The PhD ‘In Search of a Body: The Somatisation of Digital Cultural Heritage’ is an investigation into embodied practice within digital cultural heritage. The ‘Temples’ of Mnajdra in South Malta are examined within a somatic framework of inquiry that draws on insights developed in interpretative archaeology into the embodied relationship between persons and the world.
Encounters between human movement and spatial structure are interrogated through phenomenologically informed analyses of the spatiotemporal characteristics of the Mnajdra site and environmental context. Spatial praxis and observation – moving through the landscape, witnessing at different times of the day and seasons, transportation and navigation – shed light on the social control of knowledge and ritual organisation. Performance and reenactment are indicated as critical in the formation of somatic knowledge about present and past human endeavour.
These experiential interpretations of the temples are critically synthesised and reconfigured in the design and production of Spaces of Mnajdra. Within a large-scale mixed reality environment, visitors are immersed in panoramic visualisations of the forecourt environment, internal chambers and artifacts. Motion-tracking and haptic technologies respond to visitors’ gestures to enable navigation between chambers and close observation of the temple building and artefacts during different eras.

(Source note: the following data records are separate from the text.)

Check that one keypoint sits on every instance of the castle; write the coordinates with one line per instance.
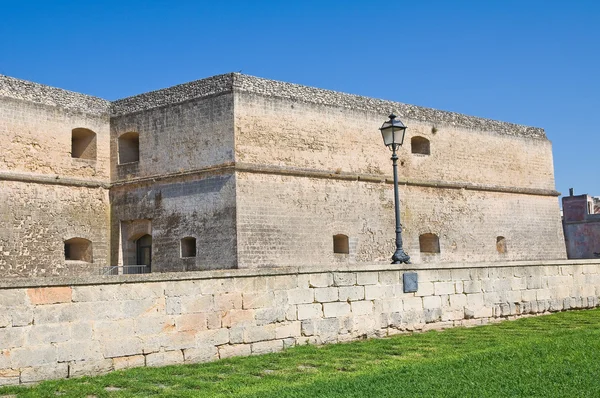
(235, 171)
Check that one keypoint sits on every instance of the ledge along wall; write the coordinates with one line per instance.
(47, 196)
(66, 327)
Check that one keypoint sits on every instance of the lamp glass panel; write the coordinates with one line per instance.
(388, 136)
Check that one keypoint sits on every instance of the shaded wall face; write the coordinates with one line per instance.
(583, 239)
(175, 138)
(282, 219)
(282, 132)
(575, 208)
(38, 139)
(202, 208)
(36, 220)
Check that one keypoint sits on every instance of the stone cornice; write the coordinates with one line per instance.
(231, 167)
(253, 272)
(51, 96)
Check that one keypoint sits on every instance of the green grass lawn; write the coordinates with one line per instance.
(550, 356)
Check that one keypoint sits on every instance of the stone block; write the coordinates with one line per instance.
(173, 305)
(154, 325)
(321, 280)
(303, 281)
(187, 322)
(412, 304)
(196, 304)
(265, 316)
(301, 296)
(236, 350)
(460, 274)
(282, 282)
(425, 289)
(49, 295)
(213, 320)
(534, 282)
(164, 358)
(212, 337)
(182, 288)
(120, 347)
(459, 287)
(344, 278)
(265, 347)
(216, 286)
(389, 277)
(308, 311)
(432, 315)
(133, 361)
(238, 318)
(90, 368)
(364, 326)
(250, 284)
(291, 313)
(458, 301)
(79, 350)
(473, 286)
(367, 278)
(543, 294)
(440, 288)
(351, 293)
(102, 293)
(259, 333)
(388, 305)
(5, 318)
(204, 353)
(331, 310)
(33, 356)
(47, 372)
(257, 299)
(359, 308)
(326, 294)
(9, 377)
(289, 342)
(228, 301)
(432, 302)
(288, 329)
(13, 337)
(377, 292)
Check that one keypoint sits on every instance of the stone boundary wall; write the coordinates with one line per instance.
(51, 96)
(68, 327)
(271, 88)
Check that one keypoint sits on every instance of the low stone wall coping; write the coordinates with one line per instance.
(254, 272)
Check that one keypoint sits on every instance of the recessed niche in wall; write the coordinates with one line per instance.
(78, 249)
(429, 243)
(188, 247)
(129, 148)
(501, 244)
(419, 145)
(340, 244)
(83, 144)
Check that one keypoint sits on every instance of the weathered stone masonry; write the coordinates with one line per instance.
(255, 173)
(66, 327)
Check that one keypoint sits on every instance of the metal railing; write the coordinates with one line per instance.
(125, 270)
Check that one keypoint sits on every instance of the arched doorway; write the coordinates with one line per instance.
(143, 247)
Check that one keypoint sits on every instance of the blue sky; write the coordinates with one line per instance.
(529, 62)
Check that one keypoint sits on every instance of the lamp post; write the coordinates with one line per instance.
(392, 132)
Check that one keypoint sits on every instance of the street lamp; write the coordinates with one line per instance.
(392, 132)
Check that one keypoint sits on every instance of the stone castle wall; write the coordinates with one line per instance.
(311, 165)
(263, 173)
(283, 218)
(47, 196)
(68, 327)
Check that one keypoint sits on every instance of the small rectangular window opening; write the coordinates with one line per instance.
(188, 247)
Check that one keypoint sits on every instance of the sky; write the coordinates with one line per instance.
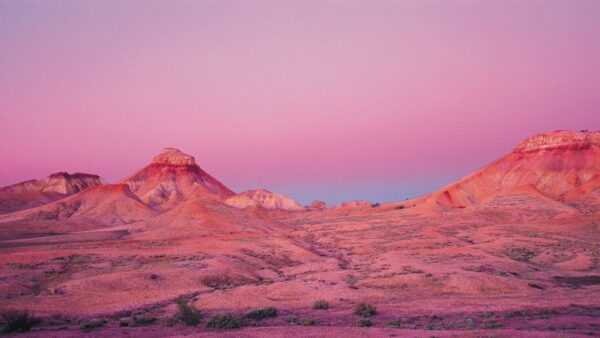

Spaces of Mnajdra, establishes in-world situated presence, the sense of ‘being there’, of ‘another place’ through visitor engagement with the temples unique architecture structures and spatial enclosures. Encouragement of visitor movement based on visual, interactive and sonic stimuli create somatic forms of participation and a sensory awareness of the environment. In particular, the apprehension of movement and the registration of the temples’ morphology schema draw the past into the present and evoke kinaesthetic and sensory awareness of past cultural encounters.